I don’t understand memoir. How do people remember enough details about their childhoods to write a book.

How do memoirists know their memories aren’t lying to them?
Unlike much of nonfiction, most of our personal memories can’t be fact checked. I can look up what day in 1968 the construction of the North Anna Nuclear Power Plant was announced. I can fact check that date against regional newspapers from that era. I can explore the life of local hero Spurgeon Moss by talking to people who knew him. I can fact check these memories by visiting the Louisa County Historical Society.
But memoir is different.
Let’s say I wanted to write about my childhood. Let’s say I wanted to write about my experiences playing the flute in my elementary school band. I clearly remember that I chose the flute because “flute” and “drums” were the only two instruments I knew how to spell.
Clarinet? Saxophone?
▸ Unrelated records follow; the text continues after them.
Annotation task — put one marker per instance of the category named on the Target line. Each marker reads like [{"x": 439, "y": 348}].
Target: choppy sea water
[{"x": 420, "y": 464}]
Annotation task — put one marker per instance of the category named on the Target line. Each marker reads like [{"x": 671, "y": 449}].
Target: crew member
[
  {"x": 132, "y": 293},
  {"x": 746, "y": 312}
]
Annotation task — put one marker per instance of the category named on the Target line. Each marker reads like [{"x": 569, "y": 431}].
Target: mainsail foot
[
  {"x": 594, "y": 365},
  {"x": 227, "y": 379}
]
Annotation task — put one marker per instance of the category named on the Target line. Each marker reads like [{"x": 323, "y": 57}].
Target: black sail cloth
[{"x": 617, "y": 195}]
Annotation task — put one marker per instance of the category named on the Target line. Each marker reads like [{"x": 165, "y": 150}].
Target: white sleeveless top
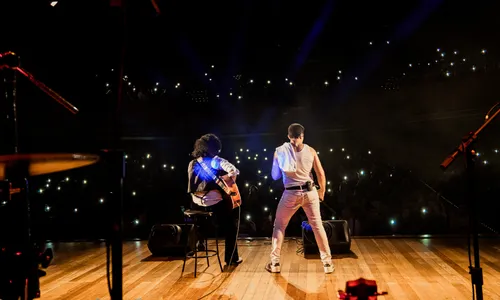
[{"x": 305, "y": 160}]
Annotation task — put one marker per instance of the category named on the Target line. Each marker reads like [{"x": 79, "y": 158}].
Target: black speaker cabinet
[
  {"x": 338, "y": 233},
  {"x": 170, "y": 239}
]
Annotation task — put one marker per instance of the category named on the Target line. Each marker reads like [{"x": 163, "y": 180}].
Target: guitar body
[{"x": 232, "y": 190}]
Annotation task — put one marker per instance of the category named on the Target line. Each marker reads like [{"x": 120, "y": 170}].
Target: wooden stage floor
[{"x": 408, "y": 268}]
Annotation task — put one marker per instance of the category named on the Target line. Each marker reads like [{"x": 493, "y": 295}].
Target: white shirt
[{"x": 209, "y": 198}]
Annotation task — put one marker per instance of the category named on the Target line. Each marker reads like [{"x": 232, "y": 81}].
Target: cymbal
[{"x": 46, "y": 163}]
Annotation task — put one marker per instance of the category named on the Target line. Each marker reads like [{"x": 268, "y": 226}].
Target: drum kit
[{"x": 20, "y": 256}]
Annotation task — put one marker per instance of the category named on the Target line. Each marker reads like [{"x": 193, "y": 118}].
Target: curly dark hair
[{"x": 207, "y": 145}]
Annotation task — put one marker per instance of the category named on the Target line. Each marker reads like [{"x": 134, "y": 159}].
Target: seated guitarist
[{"x": 207, "y": 193}]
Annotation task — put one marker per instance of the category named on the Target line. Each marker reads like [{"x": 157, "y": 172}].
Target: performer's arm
[
  {"x": 320, "y": 174},
  {"x": 276, "y": 171},
  {"x": 220, "y": 163}
]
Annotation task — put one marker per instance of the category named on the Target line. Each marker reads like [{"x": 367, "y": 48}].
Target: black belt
[{"x": 297, "y": 187}]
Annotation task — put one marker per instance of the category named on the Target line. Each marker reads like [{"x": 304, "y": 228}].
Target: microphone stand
[
  {"x": 467, "y": 149},
  {"x": 117, "y": 163}
]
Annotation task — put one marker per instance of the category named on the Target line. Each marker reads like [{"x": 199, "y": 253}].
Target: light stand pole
[{"x": 467, "y": 149}]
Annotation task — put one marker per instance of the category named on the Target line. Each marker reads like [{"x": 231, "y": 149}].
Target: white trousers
[{"x": 290, "y": 202}]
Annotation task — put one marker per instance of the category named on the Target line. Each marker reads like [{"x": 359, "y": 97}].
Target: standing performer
[
  {"x": 294, "y": 162},
  {"x": 207, "y": 193}
]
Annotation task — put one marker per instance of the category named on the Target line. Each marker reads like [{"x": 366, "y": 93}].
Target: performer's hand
[
  {"x": 321, "y": 194},
  {"x": 232, "y": 175}
]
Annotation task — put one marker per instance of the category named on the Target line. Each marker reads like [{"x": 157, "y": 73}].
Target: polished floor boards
[{"x": 407, "y": 268}]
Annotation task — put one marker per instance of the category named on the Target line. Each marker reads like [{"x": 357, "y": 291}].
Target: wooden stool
[{"x": 195, "y": 215}]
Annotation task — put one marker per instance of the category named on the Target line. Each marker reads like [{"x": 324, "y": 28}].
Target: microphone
[{"x": 8, "y": 60}]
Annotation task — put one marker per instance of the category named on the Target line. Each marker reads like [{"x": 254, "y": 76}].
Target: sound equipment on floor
[
  {"x": 337, "y": 232},
  {"x": 20, "y": 256},
  {"x": 171, "y": 239}
]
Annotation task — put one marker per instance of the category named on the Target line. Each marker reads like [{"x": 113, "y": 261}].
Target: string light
[{"x": 260, "y": 180}]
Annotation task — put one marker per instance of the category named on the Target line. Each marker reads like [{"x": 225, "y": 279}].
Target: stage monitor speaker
[
  {"x": 337, "y": 232},
  {"x": 171, "y": 239}
]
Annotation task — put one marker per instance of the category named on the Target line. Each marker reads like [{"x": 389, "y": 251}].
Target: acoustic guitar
[{"x": 226, "y": 183}]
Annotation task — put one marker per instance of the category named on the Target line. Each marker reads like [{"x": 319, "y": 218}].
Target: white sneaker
[
  {"x": 273, "y": 268},
  {"x": 329, "y": 268}
]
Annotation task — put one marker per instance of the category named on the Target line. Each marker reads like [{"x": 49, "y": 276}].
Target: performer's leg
[
  {"x": 311, "y": 208},
  {"x": 287, "y": 207}
]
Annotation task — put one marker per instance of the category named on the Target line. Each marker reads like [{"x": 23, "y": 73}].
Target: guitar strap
[{"x": 209, "y": 172}]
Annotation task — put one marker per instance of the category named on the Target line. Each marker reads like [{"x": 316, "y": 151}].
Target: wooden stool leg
[
  {"x": 217, "y": 248},
  {"x": 185, "y": 253},
  {"x": 196, "y": 248}
]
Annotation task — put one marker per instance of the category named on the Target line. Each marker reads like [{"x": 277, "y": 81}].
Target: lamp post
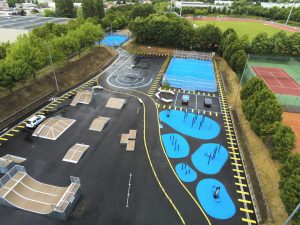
[
  {"x": 240, "y": 84},
  {"x": 287, "y": 20},
  {"x": 54, "y": 74}
]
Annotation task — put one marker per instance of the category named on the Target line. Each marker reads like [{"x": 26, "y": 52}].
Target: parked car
[{"x": 34, "y": 121}]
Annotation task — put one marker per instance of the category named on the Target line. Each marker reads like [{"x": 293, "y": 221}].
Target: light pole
[
  {"x": 181, "y": 8},
  {"x": 240, "y": 84},
  {"x": 54, "y": 75},
  {"x": 292, "y": 215},
  {"x": 287, "y": 20}
]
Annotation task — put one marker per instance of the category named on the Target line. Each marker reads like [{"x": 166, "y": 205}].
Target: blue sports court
[
  {"x": 114, "y": 40},
  {"x": 191, "y": 75}
]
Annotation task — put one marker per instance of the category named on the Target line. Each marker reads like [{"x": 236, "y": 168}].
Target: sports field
[{"x": 241, "y": 27}]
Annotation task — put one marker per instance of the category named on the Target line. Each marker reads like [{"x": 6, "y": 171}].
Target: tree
[
  {"x": 29, "y": 50},
  {"x": 142, "y": 10},
  {"x": 261, "y": 44},
  {"x": 283, "y": 141},
  {"x": 64, "y": 8},
  {"x": 278, "y": 43},
  {"x": 289, "y": 167},
  {"x": 289, "y": 193},
  {"x": 228, "y": 37},
  {"x": 93, "y": 8},
  {"x": 252, "y": 86},
  {"x": 250, "y": 105},
  {"x": 266, "y": 114}
]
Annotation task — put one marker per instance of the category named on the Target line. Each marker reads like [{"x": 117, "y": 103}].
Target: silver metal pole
[
  {"x": 292, "y": 215},
  {"x": 287, "y": 20},
  {"x": 54, "y": 74},
  {"x": 240, "y": 84},
  {"x": 181, "y": 8}
]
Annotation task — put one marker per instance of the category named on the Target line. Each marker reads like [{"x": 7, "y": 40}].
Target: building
[{"x": 13, "y": 26}]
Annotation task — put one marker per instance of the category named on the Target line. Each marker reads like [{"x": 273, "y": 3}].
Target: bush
[
  {"x": 252, "y": 86},
  {"x": 266, "y": 114},
  {"x": 283, "y": 141},
  {"x": 250, "y": 105}
]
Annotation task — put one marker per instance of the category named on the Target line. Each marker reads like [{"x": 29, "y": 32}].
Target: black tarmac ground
[{"x": 105, "y": 168}]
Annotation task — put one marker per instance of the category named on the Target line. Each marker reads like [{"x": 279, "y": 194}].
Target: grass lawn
[{"x": 250, "y": 28}]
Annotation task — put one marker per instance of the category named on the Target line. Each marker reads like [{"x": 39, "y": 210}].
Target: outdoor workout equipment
[{"x": 217, "y": 193}]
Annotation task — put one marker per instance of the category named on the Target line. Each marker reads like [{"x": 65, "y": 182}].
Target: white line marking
[{"x": 128, "y": 191}]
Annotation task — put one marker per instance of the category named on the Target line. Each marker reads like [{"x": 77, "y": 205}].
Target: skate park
[{"x": 106, "y": 157}]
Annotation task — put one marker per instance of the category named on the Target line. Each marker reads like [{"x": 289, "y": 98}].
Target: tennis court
[
  {"x": 278, "y": 80},
  {"x": 191, "y": 75}
]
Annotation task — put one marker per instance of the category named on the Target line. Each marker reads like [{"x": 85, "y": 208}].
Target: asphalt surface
[
  {"x": 103, "y": 170},
  {"x": 184, "y": 203}
]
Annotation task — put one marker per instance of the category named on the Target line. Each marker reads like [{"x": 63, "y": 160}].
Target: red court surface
[
  {"x": 293, "y": 120},
  {"x": 278, "y": 80}
]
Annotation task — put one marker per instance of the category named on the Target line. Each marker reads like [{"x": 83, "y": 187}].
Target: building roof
[{"x": 28, "y": 22}]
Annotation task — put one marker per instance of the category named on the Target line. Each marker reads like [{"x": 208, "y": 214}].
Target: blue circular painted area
[
  {"x": 176, "y": 146},
  {"x": 210, "y": 158},
  {"x": 114, "y": 40},
  {"x": 196, "y": 126},
  {"x": 185, "y": 173},
  {"x": 219, "y": 206}
]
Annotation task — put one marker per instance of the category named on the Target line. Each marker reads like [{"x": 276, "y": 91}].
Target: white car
[{"x": 34, "y": 121}]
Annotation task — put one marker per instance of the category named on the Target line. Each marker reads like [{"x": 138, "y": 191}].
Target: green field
[{"x": 250, "y": 28}]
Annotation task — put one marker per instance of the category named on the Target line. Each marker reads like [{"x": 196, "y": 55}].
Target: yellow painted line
[
  {"x": 239, "y": 177},
  {"x": 248, "y": 221},
  {"x": 234, "y": 153},
  {"x": 236, "y": 170},
  {"x": 240, "y": 184},
  {"x": 236, "y": 164},
  {"x": 246, "y": 210},
  {"x": 234, "y": 158},
  {"x": 243, "y": 192}
]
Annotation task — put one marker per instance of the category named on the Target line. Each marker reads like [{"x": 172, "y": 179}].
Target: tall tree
[
  {"x": 64, "y": 8},
  {"x": 93, "y": 8}
]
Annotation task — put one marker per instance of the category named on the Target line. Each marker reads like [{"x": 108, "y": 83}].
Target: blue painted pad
[
  {"x": 185, "y": 173},
  {"x": 201, "y": 156},
  {"x": 223, "y": 208},
  {"x": 191, "y": 74},
  {"x": 176, "y": 146},
  {"x": 114, "y": 40},
  {"x": 208, "y": 130}
]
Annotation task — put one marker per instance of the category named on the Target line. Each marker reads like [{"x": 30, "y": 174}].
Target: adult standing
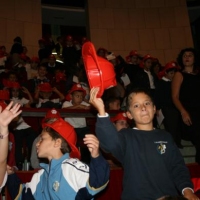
[{"x": 186, "y": 96}]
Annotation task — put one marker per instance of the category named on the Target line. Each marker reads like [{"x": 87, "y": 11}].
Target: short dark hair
[
  {"x": 111, "y": 100},
  {"x": 136, "y": 91},
  {"x": 65, "y": 148}
]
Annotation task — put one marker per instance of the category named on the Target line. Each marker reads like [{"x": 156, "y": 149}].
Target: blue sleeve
[
  {"x": 14, "y": 185},
  {"x": 99, "y": 172},
  {"x": 17, "y": 190}
]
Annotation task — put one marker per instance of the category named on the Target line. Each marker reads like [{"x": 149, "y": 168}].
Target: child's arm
[
  {"x": 61, "y": 96},
  {"x": 68, "y": 105},
  {"x": 97, "y": 102},
  {"x": 99, "y": 167},
  {"x": 6, "y": 117},
  {"x": 26, "y": 91}
]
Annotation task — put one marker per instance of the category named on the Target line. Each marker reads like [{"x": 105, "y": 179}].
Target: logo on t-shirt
[{"x": 161, "y": 147}]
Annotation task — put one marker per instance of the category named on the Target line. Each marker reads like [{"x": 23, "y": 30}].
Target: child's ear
[
  {"x": 129, "y": 115},
  {"x": 58, "y": 143}
]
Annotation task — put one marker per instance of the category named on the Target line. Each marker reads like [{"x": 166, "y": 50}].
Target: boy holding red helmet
[{"x": 65, "y": 176}]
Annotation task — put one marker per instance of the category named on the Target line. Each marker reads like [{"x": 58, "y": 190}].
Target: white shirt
[{"x": 75, "y": 122}]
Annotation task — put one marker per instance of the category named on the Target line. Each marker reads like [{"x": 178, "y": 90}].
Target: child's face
[
  {"x": 134, "y": 60},
  {"x": 42, "y": 71},
  {"x": 114, "y": 105},
  {"x": 15, "y": 92},
  {"x": 147, "y": 64},
  {"x": 188, "y": 58},
  {"x": 45, "y": 146},
  {"x": 119, "y": 124},
  {"x": 12, "y": 78},
  {"x": 45, "y": 95},
  {"x": 77, "y": 97},
  {"x": 141, "y": 109}
]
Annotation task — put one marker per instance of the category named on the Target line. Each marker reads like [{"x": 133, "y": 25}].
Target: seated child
[
  {"x": 32, "y": 70},
  {"x": 153, "y": 165},
  {"x": 35, "y": 161},
  {"x": 22, "y": 133},
  {"x": 6, "y": 117},
  {"x": 43, "y": 96},
  {"x": 65, "y": 177},
  {"x": 112, "y": 103},
  {"x": 120, "y": 121},
  {"x": 77, "y": 94}
]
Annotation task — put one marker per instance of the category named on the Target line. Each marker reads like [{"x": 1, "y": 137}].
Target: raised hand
[
  {"x": 8, "y": 114},
  {"x": 97, "y": 102},
  {"x": 92, "y": 143}
]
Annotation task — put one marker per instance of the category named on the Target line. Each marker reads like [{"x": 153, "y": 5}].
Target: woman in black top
[{"x": 186, "y": 96}]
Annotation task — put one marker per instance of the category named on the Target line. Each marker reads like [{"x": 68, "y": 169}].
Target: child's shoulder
[{"x": 75, "y": 163}]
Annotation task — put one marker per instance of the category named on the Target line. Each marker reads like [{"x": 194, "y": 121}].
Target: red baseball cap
[
  {"x": 15, "y": 85},
  {"x": 119, "y": 116},
  {"x": 77, "y": 87},
  {"x": 100, "y": 72},
  {"x": 35, "y": 59},
  {"x": 45, "y": 87},
  {"x": 169, "y": 65},
  {"x": 52, "y": 113},
  {"x": 67, "y": 132}
]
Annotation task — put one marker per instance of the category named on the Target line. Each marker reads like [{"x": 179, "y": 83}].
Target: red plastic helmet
[
  {"x": 35, "y": 59},
  {"x": 119, "y": 116},
  {"x": 67, "y": 132},
  {"x": 100, "y": 72},
  {"x": 45, "y": 87},
  {"x": 77, "y": 87},
  {"x": 69, "y": 37}
]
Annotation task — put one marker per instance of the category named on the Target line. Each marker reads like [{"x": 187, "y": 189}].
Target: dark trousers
[{"x": 193, "y": 132}]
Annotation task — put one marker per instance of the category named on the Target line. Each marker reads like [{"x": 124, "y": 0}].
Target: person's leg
[
  {"x": 30, "y": 136},
  {"x": 195, "y": 135}
]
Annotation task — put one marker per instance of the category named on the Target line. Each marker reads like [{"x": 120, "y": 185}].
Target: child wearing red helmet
[
  {"x": 65, "y": 177},
  {"x": 6, "y": 117}
]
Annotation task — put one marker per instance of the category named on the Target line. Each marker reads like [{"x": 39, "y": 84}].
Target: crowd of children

Sixty years later and I still have to spell check them.
I was a terrible musician.
My recollections are that I had a decidedly negative impact on my elementary school band. The only part I really liked was the uniform. I have a vague memory of being part of a marching parade.

I wore my uniform and played my flute. I only knew how to play one song: The Marine’s Hymn.
“From the Halls of Montezuma
To the shores of Tripoli;
We fight our country’s battles
In the air, on land, and sea…”
Have you ever heard a flute played horribly? It sounds like a rusty car door squeaking open and closed. I most certainly had no idea where the Halls of Montezuma or the shores of Tripoli were or why the US Marine Corp was fighting in either location.
Both, in fact, are fascination historical events worth a well-researched narrative nonfiction!